Кольцевая система не заканчивалась резкой внутренней границей, как у Сатурна. Вместо этого кремовый, сглаженный материал тянулся внутрь — эта система на самом деле была скорее диском, чем системой колец, медленно осознала Луиза. По мере того, как ее взгляд приближался к центру, текстура диска медленно менялась — Луиза увидела, что она становится более грубой, с узлами высокой плотности, закрепленными на поверхности вспенивания, вращающимися по замкнутым кругам, заметно кружащимися.
Рассеянный солнечный свет окрасил всю конструкцию в малиновый цвет.
Кольца были почти безликими — невыразительными, без сложных цветов и переплетений, характерных для системы Сатурна. Луиза вздохнула. Гравитационное взаимодействие спутников придало кольцам Сатурна их фантастическую структуру. Проблема заключалась в том, что оставшиеся спутники Юпитера просто не справлялись с задачей влияния на кольца. Для бедного, мертвого Юпитера только одна темная полоса отмечала орбитальный резонанс самой Каллисто.

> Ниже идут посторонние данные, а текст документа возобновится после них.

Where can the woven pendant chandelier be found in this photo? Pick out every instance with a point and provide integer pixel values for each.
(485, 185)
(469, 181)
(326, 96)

Теперь центр диска-кольца возвышался над резким горизонтом Каллисто. Луиза могла ясно видеть неоднородности, клубящиеся вокруг геометрического центра диска, извивающиеся по своим переполненным, извилистым орбитам. Но сам центр диска был непримечательным — просто более яркое пятно, вращающееся вместе с остальной частью диска. Это было как-то неприятно, как будто чего-то не хватало.
Голос Прядильщицы звучал разочарованно. — Я ничего не вижу в середине. Там, где раньше была планета.
Луиза усмехнулась. — Вряд ли ты этого ожидала. Черная дыра с массой Юпитера имела бы диаметр всего двадцать футов или около того...
— На более высоких частотах можно многое увидеть, — вмешался Марк. — Рентгеновский снимок и более высокие...
— Ближе к сердцу системы у нас есть настоящий аккреционный диск, — продолжил он, — материя сильно нагревается, прежде чем упасть в саму черную дыру. Она небольшая, но там много структуры, если посмотреть на нее в правильных диапазонах.
Прядильщица с видимым рвением поправила панель на лице, и Марк объяснил ей, как исправить настройки. Вскоре глаза Прядильщицы снова приняли тот расфокусированный вид, когда они приспособились к улучшенному изображению.
Луиза оставила свой собственный визор у себя на коленях; черная дыра и ее огромное молочно-белое кольцо достаточно угнетали ее в видимом свете.
Новая кольцевая система Юпитера, с ее мягкой бледностью и теснящимся водоворотом в центре, была далека от красоты на любой длине волны. Было слишком очевидно, что это место крушения, разрухи — разрухи, которая явно продолжалась, поскольку черная дыра вгрызалась в свой аккреционный диск. И, на взгляд инженера Луизы, система с ее пустым центром выглядела чем-то незавершенным, временным. В этой системе не было души, думала она, не было равновесия в масштабе колец: по сравнению с этим кольца Сатурна были украшением, ожерельем изо льда и камня на шее и без того прекрасного мира.